After a start to the season that has seen City play some of the grand old names of English football – AFC Bournemouth v Norwich City is not a fixture that evokes memories of bygone days. Say Bournemouth and most City fans would think of the seaside and retirement homes. But today, despite their small homely stadium, The Cherries are very much part of the Premier League fabric.
Much of our history against Bournemouth takes place in the old Third Division South and pre the swinging ’60s. In those days it was Bournemouth and Boscombe FC that Norwich faced as opposed to the modern-day AFC Bournemouth.
The club can trace their roots back to 1899, however, they were relative newcomers to the professional game, finally joining Norwich in Division 3 South for the 1923/24 season. The first meeting, a 1-1 at the Nest, the return, in Bournemouth, a 1-2 City win.
During those early days, City enjoyed the upper hand, particularly at home, where they won eight in the first eleven home games. There were also goals aplenty for the Canaries scoring four or more in five of those wins. The 1933/34 season was especially memorable with Norwich winning 6-1 and 2-4 on their march to their first Division 3 South title.
The next time the two met, the tables were well and truly turned. It was a Christmas special in 1946/47, Norwich winning 0-1 at Bournemouth on Christmas day but the Carrow Road return a day later, on Boxing Day, saw City slide to their heaviest ever home defeat, a 1-6 thrashing. A record home defeat that stood until the Colchester debacle in 2009.
Bournemouth’s record at Carrow Road is actually quite impressive, none more so than in the 1950s where City suffered four consecutive home defeats and a dismal run of eight home games v Bournemouth without victory.
The last of those home losses came on 10th October 1959 with Bournemouth returning home from East Anglia with a 2-3 victory. A solitary point that season against The Cherries proved to be a minor irritation as Norwich ended the campaign promoted to Division 2 and, with it, themselves and Bournemouth parted company, our respective fortunes going in opposite directions.
It was 40 years before the two played again, and this was in the 2000 League Cup. There were a further 14 years before they finally played each other in the league again. The gap between league fixtures extending to 54 years, by far the longest of all City’s top-flight opponents this season.
It’s strange to think that Norwich has played Bournemouth 57 times but only four of those games have taken place in the top two divisions.
One of those clashes proved to be one of the stand-out games of the 2014/15 season. That year Eddie Howe’s Bournemouth were flying, top of the table, scoring goals for fun. Norwich, under Neil Adams, were faltering in their quest for an immediate return to the Premier League. By the time Norwich arrived on the south coast on 10th January 2015 Adams was gone and a new man, Alex Neil, was watching in the stands.

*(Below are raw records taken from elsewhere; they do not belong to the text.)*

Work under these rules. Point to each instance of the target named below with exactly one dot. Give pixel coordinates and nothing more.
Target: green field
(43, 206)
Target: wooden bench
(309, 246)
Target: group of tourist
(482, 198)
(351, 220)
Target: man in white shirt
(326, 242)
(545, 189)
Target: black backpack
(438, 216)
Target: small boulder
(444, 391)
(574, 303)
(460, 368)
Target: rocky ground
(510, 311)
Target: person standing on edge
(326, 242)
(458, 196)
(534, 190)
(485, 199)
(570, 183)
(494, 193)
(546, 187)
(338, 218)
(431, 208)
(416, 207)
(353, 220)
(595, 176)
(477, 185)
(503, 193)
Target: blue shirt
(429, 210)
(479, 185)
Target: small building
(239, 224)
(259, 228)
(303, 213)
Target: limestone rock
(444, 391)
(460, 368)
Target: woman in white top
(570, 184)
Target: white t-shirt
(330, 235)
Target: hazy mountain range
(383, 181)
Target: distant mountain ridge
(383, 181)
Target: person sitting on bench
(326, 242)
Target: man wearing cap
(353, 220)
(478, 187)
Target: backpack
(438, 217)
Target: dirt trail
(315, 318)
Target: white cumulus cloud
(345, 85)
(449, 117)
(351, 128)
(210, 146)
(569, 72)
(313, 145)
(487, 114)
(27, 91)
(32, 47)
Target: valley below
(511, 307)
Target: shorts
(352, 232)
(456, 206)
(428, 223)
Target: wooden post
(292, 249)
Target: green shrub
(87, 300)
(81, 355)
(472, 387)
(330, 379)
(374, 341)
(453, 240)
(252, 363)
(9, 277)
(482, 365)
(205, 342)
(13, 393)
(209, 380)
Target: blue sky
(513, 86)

Despite conceding an early goal, City rallied. A dramatic second half saw Neil come down to the dug-out inspiring his new side to an unlikely 1-2 win thanks to a Cameron Jerome belter and a backs-to-the-wall display after a Jonny Howson red card.

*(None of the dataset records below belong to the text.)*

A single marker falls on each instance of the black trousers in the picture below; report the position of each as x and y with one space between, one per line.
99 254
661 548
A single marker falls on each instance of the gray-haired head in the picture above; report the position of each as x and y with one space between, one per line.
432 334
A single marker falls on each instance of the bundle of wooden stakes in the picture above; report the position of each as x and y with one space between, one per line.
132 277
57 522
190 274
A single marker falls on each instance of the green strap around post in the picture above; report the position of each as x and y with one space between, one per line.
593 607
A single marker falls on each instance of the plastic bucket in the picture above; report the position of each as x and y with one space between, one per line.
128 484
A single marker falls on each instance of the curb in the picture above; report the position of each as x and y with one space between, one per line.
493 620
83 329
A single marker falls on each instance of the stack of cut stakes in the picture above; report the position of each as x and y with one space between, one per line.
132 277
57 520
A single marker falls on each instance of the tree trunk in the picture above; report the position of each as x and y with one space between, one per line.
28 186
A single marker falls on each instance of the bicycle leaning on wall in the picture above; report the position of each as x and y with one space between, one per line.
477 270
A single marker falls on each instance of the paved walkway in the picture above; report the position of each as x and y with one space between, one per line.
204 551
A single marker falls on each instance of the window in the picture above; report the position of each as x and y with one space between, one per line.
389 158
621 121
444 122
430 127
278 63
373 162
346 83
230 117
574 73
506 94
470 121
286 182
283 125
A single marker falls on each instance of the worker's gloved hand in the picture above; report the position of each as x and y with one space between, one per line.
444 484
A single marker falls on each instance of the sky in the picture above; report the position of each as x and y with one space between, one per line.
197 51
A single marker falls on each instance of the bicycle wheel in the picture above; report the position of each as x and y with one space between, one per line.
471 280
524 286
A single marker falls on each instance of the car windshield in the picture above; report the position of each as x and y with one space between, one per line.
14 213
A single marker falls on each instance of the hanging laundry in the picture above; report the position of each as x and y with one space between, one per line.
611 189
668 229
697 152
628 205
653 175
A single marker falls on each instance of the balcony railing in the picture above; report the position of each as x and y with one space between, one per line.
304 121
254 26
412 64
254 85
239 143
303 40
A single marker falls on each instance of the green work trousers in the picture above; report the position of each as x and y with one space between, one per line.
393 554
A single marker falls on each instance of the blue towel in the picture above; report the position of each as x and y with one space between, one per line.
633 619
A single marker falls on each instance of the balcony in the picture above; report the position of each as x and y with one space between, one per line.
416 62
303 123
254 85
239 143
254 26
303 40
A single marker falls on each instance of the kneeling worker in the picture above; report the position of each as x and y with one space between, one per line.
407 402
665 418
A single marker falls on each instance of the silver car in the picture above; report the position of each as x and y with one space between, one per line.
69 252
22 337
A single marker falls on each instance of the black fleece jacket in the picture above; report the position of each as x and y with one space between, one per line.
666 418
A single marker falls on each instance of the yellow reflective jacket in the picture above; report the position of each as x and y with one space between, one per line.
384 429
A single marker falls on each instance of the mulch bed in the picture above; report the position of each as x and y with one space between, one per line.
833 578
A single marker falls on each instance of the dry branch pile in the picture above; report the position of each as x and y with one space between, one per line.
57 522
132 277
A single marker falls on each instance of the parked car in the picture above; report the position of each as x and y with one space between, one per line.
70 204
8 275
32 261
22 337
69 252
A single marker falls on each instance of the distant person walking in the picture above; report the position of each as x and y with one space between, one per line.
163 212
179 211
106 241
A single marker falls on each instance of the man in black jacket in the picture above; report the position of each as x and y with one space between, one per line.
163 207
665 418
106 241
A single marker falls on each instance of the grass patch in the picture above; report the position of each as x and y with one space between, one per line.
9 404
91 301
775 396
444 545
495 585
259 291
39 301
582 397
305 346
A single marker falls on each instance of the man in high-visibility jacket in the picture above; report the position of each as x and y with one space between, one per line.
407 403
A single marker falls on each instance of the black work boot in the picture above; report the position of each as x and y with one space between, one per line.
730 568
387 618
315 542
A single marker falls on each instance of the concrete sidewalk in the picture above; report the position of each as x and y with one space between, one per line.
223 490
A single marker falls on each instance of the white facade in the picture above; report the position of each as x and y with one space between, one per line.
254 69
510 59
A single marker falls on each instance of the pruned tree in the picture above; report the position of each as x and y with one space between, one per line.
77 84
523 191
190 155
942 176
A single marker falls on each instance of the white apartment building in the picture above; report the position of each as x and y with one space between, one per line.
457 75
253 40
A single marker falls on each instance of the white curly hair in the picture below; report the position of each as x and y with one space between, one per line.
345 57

The celebrations that evening in front of the away end felt special. It was leaders Bournemouth’s first defeat in 15 and it was a win that would re-ignite City’s season. Starting that game in seventh place, Norwich would lose just three more league games on route to Wembley and play-off glory.
With both Bournemouth and Norwich promoted in 2014/15, the 12th September 2015 was a milestone in our histories. The first meeting between the sides in the top league of English football. Norwich won that one 3-1 but it was Bournemouth that survived that year, their 3-0 win in the return fixture illustrating the gulf that had opened up between the two. It was a damaging defeat in Norwich’s, ultimately unsuccessful, battle against relegation.

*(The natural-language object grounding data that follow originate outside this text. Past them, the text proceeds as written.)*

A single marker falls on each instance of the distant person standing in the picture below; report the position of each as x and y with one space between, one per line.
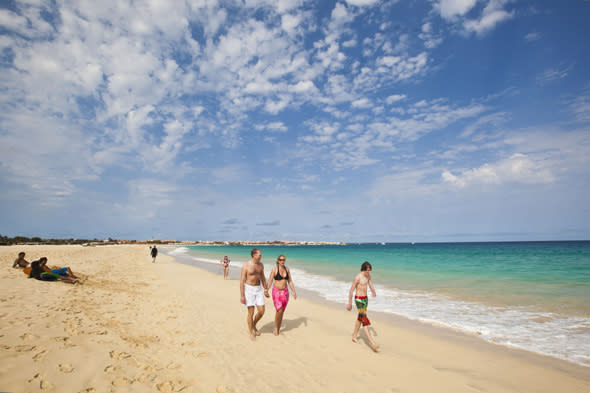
251 293
225 264
359 285
154 254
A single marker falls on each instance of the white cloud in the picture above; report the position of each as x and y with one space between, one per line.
518 168
449 9
492 15
362 3
533 36
361 103
304 87
553 74
277 126
392 99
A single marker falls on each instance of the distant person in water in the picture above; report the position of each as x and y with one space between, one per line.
154 253
20 262
225 264
359 289
280 293
40 271
251 291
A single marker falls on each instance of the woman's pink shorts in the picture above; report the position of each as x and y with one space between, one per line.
280 297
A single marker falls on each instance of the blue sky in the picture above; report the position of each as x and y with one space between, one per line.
354 120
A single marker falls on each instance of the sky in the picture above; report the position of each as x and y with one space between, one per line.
348 120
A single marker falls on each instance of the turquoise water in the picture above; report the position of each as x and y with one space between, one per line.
532 295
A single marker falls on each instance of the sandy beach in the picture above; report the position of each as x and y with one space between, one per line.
134 326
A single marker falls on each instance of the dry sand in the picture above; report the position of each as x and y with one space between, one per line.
134 326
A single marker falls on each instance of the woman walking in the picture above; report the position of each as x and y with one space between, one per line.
225 264
281 276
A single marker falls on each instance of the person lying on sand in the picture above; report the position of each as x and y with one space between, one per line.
20 262
40 271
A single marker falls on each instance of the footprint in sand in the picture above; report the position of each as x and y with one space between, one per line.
45 385
24 348
119 355
173 366
110 369
65 368
146 377
171 386
121 381
38 357
28 336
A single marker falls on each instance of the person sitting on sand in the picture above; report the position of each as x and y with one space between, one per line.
40 271
280 293
359 284
20 262
225 264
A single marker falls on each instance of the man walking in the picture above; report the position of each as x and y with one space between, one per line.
252 294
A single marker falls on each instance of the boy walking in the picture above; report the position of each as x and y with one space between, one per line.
359 285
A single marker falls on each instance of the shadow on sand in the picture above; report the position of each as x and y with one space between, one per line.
362 338
288 324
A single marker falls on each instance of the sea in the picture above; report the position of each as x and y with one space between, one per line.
529 295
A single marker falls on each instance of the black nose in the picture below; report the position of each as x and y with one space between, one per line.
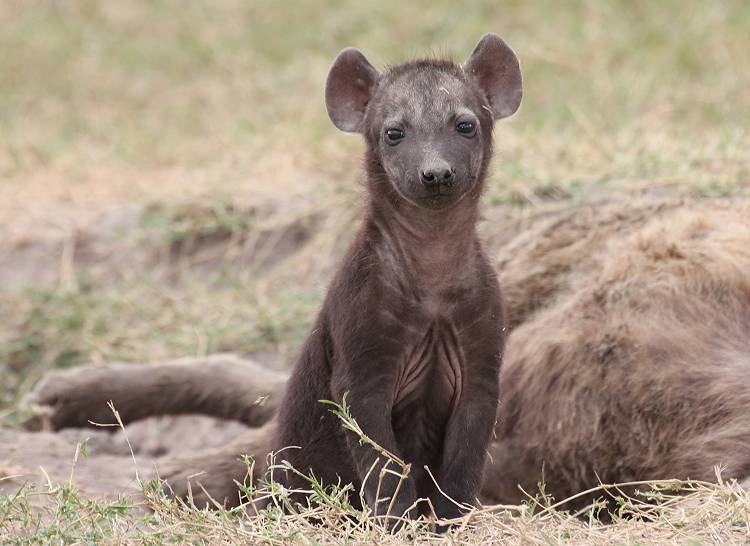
443 174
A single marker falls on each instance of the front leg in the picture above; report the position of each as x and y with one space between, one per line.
366 368
467 436
385 491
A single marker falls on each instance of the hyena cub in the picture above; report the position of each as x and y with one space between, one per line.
412 325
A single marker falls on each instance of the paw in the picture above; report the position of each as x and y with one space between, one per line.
61 400
204 482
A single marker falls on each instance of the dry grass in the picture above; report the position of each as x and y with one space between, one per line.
204 121
656 512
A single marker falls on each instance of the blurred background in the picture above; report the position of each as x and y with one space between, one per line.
170 184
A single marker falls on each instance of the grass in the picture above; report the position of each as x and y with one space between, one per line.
659 512
207 120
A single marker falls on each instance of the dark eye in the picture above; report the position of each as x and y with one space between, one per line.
393 136
465 127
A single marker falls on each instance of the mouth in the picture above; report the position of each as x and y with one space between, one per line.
440 198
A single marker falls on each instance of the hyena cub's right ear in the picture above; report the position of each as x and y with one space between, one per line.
349 87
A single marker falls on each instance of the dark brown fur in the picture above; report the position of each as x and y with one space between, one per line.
411 329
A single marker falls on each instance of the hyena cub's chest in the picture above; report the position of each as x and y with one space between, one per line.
428 389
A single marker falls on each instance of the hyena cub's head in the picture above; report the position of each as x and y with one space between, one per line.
428 124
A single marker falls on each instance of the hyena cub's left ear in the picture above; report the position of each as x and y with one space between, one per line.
349 87
494 67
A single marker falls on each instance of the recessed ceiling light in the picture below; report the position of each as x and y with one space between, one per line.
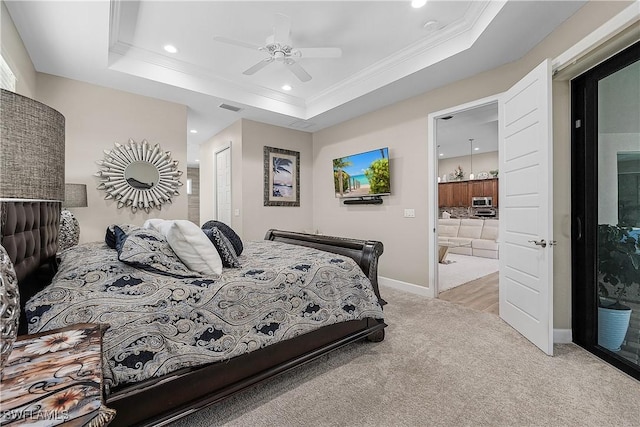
170 48
418 3
430 25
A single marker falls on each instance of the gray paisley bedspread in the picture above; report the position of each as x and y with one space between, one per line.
159 324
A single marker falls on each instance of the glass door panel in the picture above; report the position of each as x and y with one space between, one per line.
618 213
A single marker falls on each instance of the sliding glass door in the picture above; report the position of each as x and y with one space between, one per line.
606 210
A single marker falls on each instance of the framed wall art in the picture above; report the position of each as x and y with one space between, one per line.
281 177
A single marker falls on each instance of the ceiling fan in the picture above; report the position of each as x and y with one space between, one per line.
278 47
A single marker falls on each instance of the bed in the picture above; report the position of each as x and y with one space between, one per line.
233 359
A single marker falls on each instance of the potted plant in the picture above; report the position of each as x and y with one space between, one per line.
618 270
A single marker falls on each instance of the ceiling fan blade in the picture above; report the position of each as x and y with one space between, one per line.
236 43
259 66
319 52
298 71
282 29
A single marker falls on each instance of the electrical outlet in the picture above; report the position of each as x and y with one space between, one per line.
409 213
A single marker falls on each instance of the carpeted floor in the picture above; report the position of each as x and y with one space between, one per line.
463 269
440 364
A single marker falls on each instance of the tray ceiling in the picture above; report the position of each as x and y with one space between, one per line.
390 51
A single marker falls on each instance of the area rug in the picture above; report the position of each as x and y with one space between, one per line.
440 364
463 269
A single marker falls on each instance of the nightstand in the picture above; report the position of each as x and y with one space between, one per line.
55 378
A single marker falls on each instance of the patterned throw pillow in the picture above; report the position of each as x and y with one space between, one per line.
228 232
149 250
110 235
9 307
223 246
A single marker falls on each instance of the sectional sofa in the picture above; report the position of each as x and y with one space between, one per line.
477 237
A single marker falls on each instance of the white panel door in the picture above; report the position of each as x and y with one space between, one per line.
526 225
223 185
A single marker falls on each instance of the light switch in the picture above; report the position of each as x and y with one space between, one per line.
409 213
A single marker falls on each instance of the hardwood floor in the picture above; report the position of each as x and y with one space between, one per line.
480 294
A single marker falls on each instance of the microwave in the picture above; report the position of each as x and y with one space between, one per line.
481 202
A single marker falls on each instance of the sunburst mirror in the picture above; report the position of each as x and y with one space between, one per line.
139 176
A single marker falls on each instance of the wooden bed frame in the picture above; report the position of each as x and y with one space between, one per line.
159 401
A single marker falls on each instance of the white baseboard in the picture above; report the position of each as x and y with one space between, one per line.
562 336
406 287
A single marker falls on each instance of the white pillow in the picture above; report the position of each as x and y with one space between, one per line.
189 242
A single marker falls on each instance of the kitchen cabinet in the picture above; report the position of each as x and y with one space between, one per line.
459 193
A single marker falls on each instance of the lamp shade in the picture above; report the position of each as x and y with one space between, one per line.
75 196
31 149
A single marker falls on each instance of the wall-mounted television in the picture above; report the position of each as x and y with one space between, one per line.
362 175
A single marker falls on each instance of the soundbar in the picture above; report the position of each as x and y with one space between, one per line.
364 201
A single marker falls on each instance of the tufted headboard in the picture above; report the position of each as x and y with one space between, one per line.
29 233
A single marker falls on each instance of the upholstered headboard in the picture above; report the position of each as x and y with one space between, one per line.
29 233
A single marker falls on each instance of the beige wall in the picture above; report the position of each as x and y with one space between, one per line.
248 178
16 55
193 199
403 127
483 162
96 118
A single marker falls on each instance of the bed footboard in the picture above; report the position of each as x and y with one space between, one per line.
364 252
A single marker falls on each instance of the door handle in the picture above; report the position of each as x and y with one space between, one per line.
540 242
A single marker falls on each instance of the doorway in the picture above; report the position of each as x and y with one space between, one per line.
606 210
467 144
222 197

As we have seen, for many years, Norwich and Bournemouth did not play each other as they occupied different leagues. However there is a unique connection between the clubs as 13 members of the Norwich City Hall of Fame, have also represented Bournemouth. They are as follows: Les Eyre, Ralph Hunt, John Bond, Tony Powell, Ted MacDougall, Phil Boyer, Mel Machin, Doug Livermore, Kevin Reeves, Jimmy Neighbour, Dale Gordon, Efan Ekoku and Andy Marshall.
The key name in this list was John Bond. Bond began his managerial career at Bournemouth winning promotion in his first season 1970/71. He almost made it back to back promotions before his move to East Anglia.
At Bournemouth, Bond had developed a side of bright young talent of which, much to his formers club’s frustration, he raided regularly. Powell, MacDougall, Boyer and Machin all followed their former boss to become first-team regulars, with Norwich, in the top flight. MacDougall won the First Division golden boot, Boyer an England cap and Machin became Ken Brown’s number two before becoming a manager himself at Manchester City.
A golden period for the yellow and green thanks largely to Bournemouth’s academy.
Whether it is this connection, the pleasant surroundings of the Dean Court or the fact that we, the British public love an underdog, but most Norwich fans would hold a soft spot for The Cherries. The last visit to Bournemouth came in last season’s League Cup. City lost on that occasion but the game was an early indication that ‘Farkeball’ belongs at the highest level.